O que assistimos, cada vez mais, é a generalização do paradigma industrial, um fenômeno que bem poderia ser designado industrialização. Sob o império do mercado, industrializam-se a agricultura e toda uma imensa gama de serviços produtivos de capital (fenômeno que se reflete e se entrelaça, com conteúdo distinto, nos processos de trabalho não produtivo de mais-valia, especialmente os da esfera da circulação de mercadorias e de capital). Na órbita dessa industrialização, o assalariamento – compra de força de trabalho pelo capital – continua a se expandir na totalidade do mundo capitalista. E o mesmo conteúdo básico de classe contagia outras formas de relação capital-trabalho (como, entre tantas outras, os contratos de “prestação de serviços” decorrentes da terceirização) que constituem em essência relações de salariato camuflado.

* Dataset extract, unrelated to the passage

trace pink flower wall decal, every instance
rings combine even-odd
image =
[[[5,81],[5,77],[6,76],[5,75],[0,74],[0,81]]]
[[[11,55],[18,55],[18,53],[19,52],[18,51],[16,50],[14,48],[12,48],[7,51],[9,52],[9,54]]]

Este é também um processo histórico: as tendências do futuro se entrelaçam com os resquícios do passado; e a realidade dos fatos coexiste com sua percepção, sempre imperfeita, diferenciada, contraditória, na consciência social. Os médicos, para tomarmos um exemplo entre muitos, duas gerações atrás eram de fato, via de regra, profissionais liberais. Hoje, renderam-se em massa ao assalariamento, explícito ou camuflado, ainda que este seja um processo inconcluso na sua objetividade e mais ainda na imagem que a categoria projeta de si própria.

A diferenciação, fragmentação, em certos casos pulverização da classe dos asssalariados produtivos de capital, é outro fenômeno que reclama exame mais profundo. Também aqui, a tendência dominante na superfície convive com seu contrário que impera nos subterrâneos da ordem econômico-social. Na superfície dos espaços geográficos, a classe efetivamente se desconcentra – e isso de fato acarreta não poucos desafios para sua ação social e política imediata. Porém, o que ocorre nas profundezas das relações de propriedade e de trabalho? O capital se concentra, e se rearranja em uma rígida hierarquia de subordinações intracapitalistas. A força de trabalho que ele contrata pode estar espalhada por incontáveis estabelecimentos, empresas, cidades e países, submetida a relações contratuais muito distintas, mas nem por isso deixa de formar, no fundo, uma classe única e crescentemente coesionada no conteúdo de sua condição de antípoda da burguesia. Nesta esfera, nem sempre evidente, mas em última instância, decisiva, a tendência à polarização crescente da sociedade burguesa, apontada no Manifesto Comunista, mantém integral atualidade.

Vistas as coisas assim – no seu conteúdo e na sua tendência – podemos distinguir, em meio às vicissitudes deste começo de século, uma espécie de proletariado expandido. Seus contornos ainda não estão inteiramente dados. A própria velocidade da expansão, assim como as vitórias da burguesia no apagar das luzes do século passado, contribuem para retardar o amadurecimento da sua identidade de classe. No entanto, se o ser social determina a consciência social, mais dia menos dia esta identidade mais há de emergir da prática social contemporânea. E neste particular decisivo – nunca é demais sublinhar – o protagonismo cabe à subjetividade, à ação consciente da classe, de seus líderes e pensadores, de suas organizações e partidos.